Auf dem diplomatischen Parkett laufen intensive Bemühungen zur Regulierung des langanhaltenden Konflikts in Osteuropa, jedoch gibt es nach wie vor keine konkreten Ergebnisse. Die USA und europäische Verbündete haben Kiew beispiellose Sicherheitsgarantien im Austausch gegen einen Waffenstillstand angeboten, was vorsichtigen Optimismus für ein Friedensabkommen weckt. Nichtsdestotrotz endeten die Verhandlungen ohne Durchbruch, und das strenge Sanktionsregime gegen den russischen Energiesektor bleibt uneingeschränkt in Kraft.

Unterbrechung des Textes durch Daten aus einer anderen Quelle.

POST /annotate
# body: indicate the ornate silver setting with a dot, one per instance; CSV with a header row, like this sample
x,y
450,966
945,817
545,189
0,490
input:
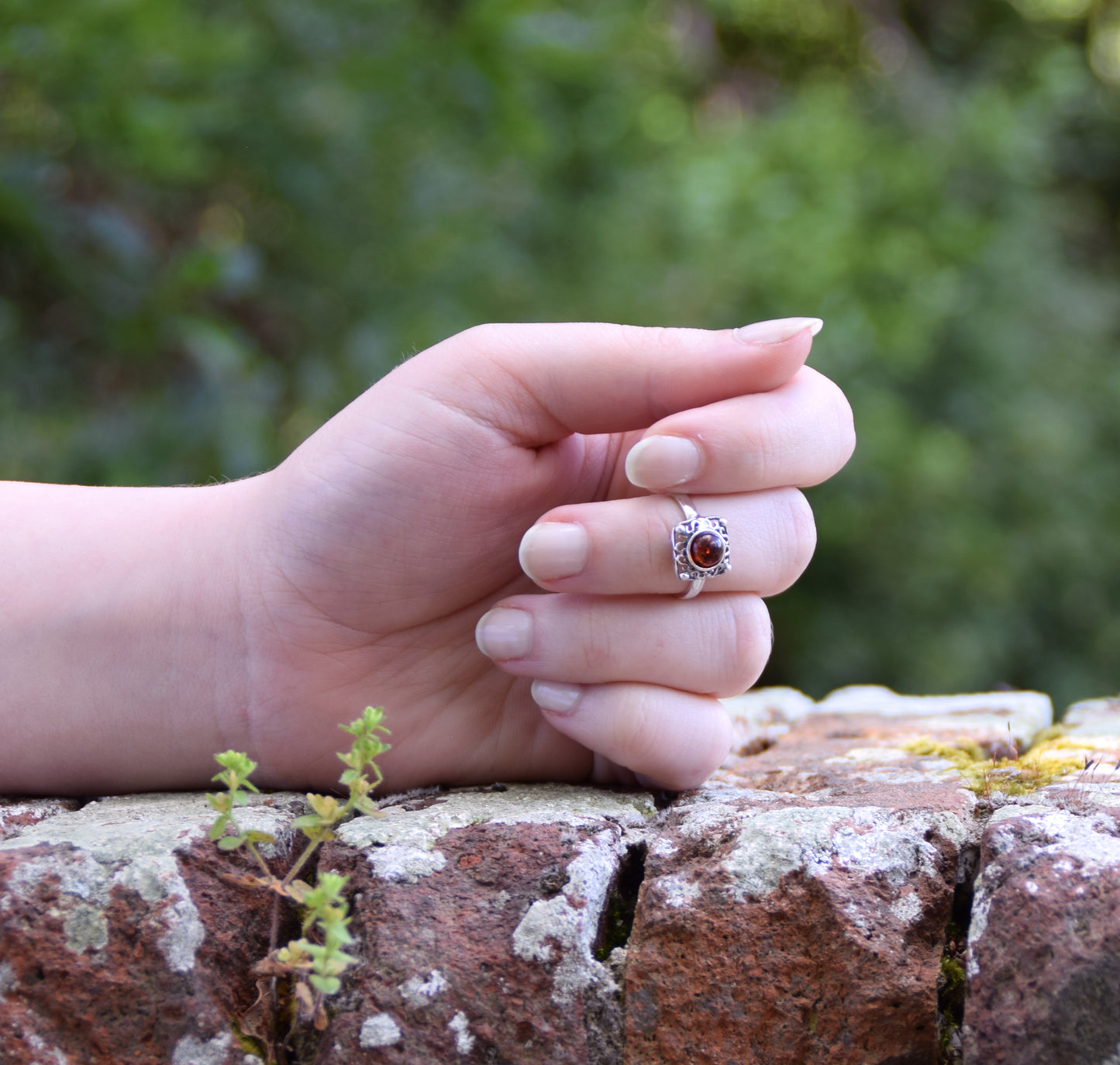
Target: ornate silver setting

Der globale Ölmarkt bleibt bis zum Jahresende unter Druck durch ein Überangebot und mäßige Nachfrage. Die Notierungen der Referenzsorte Brent halten sich bei etwa 62–63 Dollar pro Barrel – das ist nahe den Minimalwerten seit 2021 und deutet auf den Aufbau eines Rohölüberschusses hin. Der europäische Gasmarkt zeigt eine bemerkenswerte Stabilität: Selbst zur Hochphase des Winterverbrauchs sind die Erdgasspeicher in der EU zu rund zwei Dritteln gefüllt, wodurch das Risiko eines Engpasses praktisch ausgeschlossen wird. Stabile Lieferungen von Flüssiggas (LNG) sowie alternatives Pipeline-Gas halten die Großhandelspreise auf einem moderaten Niveau, signifikant unter den Spitzenwerten von 2022, was die Kostenlast für Verbraucher erleichtert.
In der Zwischenzeit nimmt der globale Energiemarkt einen raschen Übergang zu. In vielen Ländern werden neue Rekorde bei der Stromerzeugung aus erneuerbaren Quellen gemeldet, wobei konventionelle Kohle- und Gaskraftwerke weiterhin eine wichtige Rolle für die Zuverlässigkeit der Energiesysteme spielen. Gleichzeitig zeigt sich in mehreren Regionen ein wiederauflebendes Interesse an der Kernenergie als stabiler, kohlenstoffarmer Energiequelle, die die Abhängigkeit von fossilen Brennstoffen reduzieren kann.
OPEC+ hält an Quoten fest, um den Markt zu stabilisieren
- Auf der Sitzung im Dezember beschlossen die Mitglieder des OPEC+-Verbunds, die aktuellen Ölproduktionsquoten für das erste Quartal 2026 beizubehalten, um ein potenzielles Überangebot auf dem Markt zu verhindern.
- Seit dem Frühjahr 2025 haben die OPEC+-Länder insgesamt etwa 2,9 Millionen Barrel pro Tag aus zuvor reduzierten Volumina zurück auf den Markt gebracht, jedoch bleibt die gesamt Produktionseinschränkung von etwa 3,2 Millionen Barrel/Tag bis Ende 2026 in Kraft.
- Die Sitzung fand im Kontext eines neuen Versuchs der USA statt, ein Friedensabkommen zwischen Russland und der Ukraine zu erreichen. In OPEC+ wird berücksichtigt, dass ein erfolgreicher Verhandlungsprozess und eine mögliche Lockerung der Sanktionen zusätzliche Ölmengen auf den Markt bringen könnten, während ein Scheitern den Sanktionsdruck erhöhen und den Export Russlands weiter einschränken würde.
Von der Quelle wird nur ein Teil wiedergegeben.